The Sun-Chasing Project and Its Ground Tests
At the center of this push is the Sun-Chasing Project, described in a series of peer-reviewed papers published in the journal Engineering as the first full-chain verification system for a space-based solar power station, or SSPS. Unlike earlier concept studies that modeled individual components in isolation, this program ties together the entire energy pathway: solar collection in simulated orbital conditions, conversion to microwave or laser energy, wireless transmission across distance, and reception on the ground. The goal is not just to prove that each step works on its own, but to show that the entire chain can operate continuously and efficiently as an integrated power plant in space.
Multiple studies in the same journal document different subsystems of the project, covering key structural issues, heat control methods, and the mechanics of keeping a massive orbiting array pointed at a ground receiver with enough precision to be useful. Another paper details how multiple subsystems interact when operated together, highlighting both the gains from integration and the new failure modes that appear when everything is linked. A separate Engineering study explores the project’s end-to-end energy pathway, offering outside researchers a rare look at how close the technology actually is to orbit-ready hardware. That level of technical transparency is unusual for a program with clear strategic value, and it suggests Chinese institutions are seeking international scientific credibility alongside national energy goals.

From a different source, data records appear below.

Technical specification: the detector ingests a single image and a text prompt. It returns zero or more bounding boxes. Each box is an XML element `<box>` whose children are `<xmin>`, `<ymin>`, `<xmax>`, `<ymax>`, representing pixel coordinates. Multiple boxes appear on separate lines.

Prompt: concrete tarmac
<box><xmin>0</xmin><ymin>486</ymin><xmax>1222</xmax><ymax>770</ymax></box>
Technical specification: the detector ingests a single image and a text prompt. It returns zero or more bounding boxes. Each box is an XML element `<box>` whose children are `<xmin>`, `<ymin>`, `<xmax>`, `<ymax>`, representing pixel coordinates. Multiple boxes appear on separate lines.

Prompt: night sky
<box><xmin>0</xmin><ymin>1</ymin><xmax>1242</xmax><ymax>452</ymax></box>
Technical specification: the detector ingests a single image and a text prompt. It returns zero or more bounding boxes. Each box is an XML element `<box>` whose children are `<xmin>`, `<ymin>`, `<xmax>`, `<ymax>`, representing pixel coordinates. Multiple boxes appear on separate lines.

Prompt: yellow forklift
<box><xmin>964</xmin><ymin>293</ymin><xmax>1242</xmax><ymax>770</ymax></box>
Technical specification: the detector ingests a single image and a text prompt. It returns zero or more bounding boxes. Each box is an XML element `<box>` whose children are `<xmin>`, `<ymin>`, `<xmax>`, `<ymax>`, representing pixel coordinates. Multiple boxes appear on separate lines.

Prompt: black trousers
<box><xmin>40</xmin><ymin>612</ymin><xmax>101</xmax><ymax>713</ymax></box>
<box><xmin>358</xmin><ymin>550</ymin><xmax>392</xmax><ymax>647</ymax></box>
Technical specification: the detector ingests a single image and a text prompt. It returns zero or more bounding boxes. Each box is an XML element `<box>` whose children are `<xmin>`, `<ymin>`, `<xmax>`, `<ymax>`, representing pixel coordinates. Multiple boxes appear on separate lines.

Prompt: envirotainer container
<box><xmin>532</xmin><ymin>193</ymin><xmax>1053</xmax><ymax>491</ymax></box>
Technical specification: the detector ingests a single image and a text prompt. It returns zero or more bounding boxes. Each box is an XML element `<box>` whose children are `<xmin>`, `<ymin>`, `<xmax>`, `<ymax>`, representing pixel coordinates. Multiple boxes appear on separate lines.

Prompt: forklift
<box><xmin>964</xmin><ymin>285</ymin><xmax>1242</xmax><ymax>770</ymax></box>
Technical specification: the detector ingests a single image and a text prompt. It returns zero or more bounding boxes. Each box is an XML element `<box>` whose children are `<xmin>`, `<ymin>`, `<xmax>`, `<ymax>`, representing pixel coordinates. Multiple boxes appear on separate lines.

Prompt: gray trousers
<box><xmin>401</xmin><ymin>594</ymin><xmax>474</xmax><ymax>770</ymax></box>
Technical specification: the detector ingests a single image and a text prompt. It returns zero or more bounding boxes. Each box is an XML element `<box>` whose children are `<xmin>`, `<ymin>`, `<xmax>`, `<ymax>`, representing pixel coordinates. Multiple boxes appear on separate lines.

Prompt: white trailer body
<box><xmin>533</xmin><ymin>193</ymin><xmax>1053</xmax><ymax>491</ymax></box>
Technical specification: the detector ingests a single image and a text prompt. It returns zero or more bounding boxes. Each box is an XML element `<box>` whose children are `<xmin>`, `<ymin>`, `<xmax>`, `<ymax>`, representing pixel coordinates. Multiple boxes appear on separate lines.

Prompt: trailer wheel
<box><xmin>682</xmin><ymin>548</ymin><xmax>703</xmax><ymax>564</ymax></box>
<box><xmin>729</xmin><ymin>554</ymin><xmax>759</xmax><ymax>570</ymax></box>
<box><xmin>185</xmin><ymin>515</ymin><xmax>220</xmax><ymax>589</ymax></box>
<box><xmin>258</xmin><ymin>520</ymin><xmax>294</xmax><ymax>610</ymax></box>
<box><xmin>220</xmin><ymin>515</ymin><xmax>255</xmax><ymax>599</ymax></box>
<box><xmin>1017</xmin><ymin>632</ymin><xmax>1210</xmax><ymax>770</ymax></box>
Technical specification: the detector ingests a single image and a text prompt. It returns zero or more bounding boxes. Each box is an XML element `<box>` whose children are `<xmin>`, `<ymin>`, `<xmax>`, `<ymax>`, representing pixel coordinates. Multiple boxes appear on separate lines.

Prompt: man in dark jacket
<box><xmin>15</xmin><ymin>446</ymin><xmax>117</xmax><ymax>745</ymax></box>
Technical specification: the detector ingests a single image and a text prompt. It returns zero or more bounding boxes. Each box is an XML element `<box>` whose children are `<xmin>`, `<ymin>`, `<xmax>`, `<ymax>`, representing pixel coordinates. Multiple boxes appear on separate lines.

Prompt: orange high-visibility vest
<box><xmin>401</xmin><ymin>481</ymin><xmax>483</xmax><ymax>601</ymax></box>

Microwave Transmission and the Xidian Breakthrough
One of the hardest problems in space-based solar power is getting energy from orbit to the ground without losing most of it along the way or creating safety hazards on the surface. Professor Baoyan Duan of Xidian University has led a team that developed an optimal design method for microwave power transmission, published as a peer-reviewed paper in Engineering that focuses on beam efficiency and safety constraints. The method addresses how to shape and aim a microwave beam so that a ground-based receiver captures the highest possible share of transmitted energy while keeping surrounding areas within internationally accepted exposure limits. That balance is critical if space solar is ever to move beyond small test ranges into populated regions that actually need emergency power.
According to Duan, the 2030 target calls for expanding the solar array to generate over 100 kilowatts and testing medium-power laser transmission across significant distances, as reported by China’s science authorities in an overview of the Sun-Chasing roadmap. That 100-kilowatt figure may sound modest next to a conventional power plant, but it would represent the first time any nation has beamed meaningful amounts of solar energy from a space-grade system to a terrestrial receiver. The planned laser tests are equally significant: lasers offer higher energy density than microwaves but demand even tighter pointing accuracy and more sophisticated safety protocols. Proving that both transmission modes can work under realistic conditions would give engineers flexibility to match the link to weather, distance, and local regulatory requirements.
Ground-Based Solar as a Parallel Track
China’s orbital ambitions do not exist in a vacuum. On the ground, the country is simultaneously constructing what NASA’s Earth-observing program has documented as an immense solar complex with specific dimensions and multi-gigawatt capacity targets, also expected to be finished by 2030. The scale of this terrestrial buildout dwarfs anything attempted elsewhere, and it serves a dual purpose: it feeds electricity into the national grid while also providing a testing ground for the power-conversion and grid-integration technologies that an orbital station would eventually require. Engineers working on space-based solar need to understand how intermittent, wirelessly delivered power interacts with existing infrastructure, and a massive ground array offers a live laboratory for those questions.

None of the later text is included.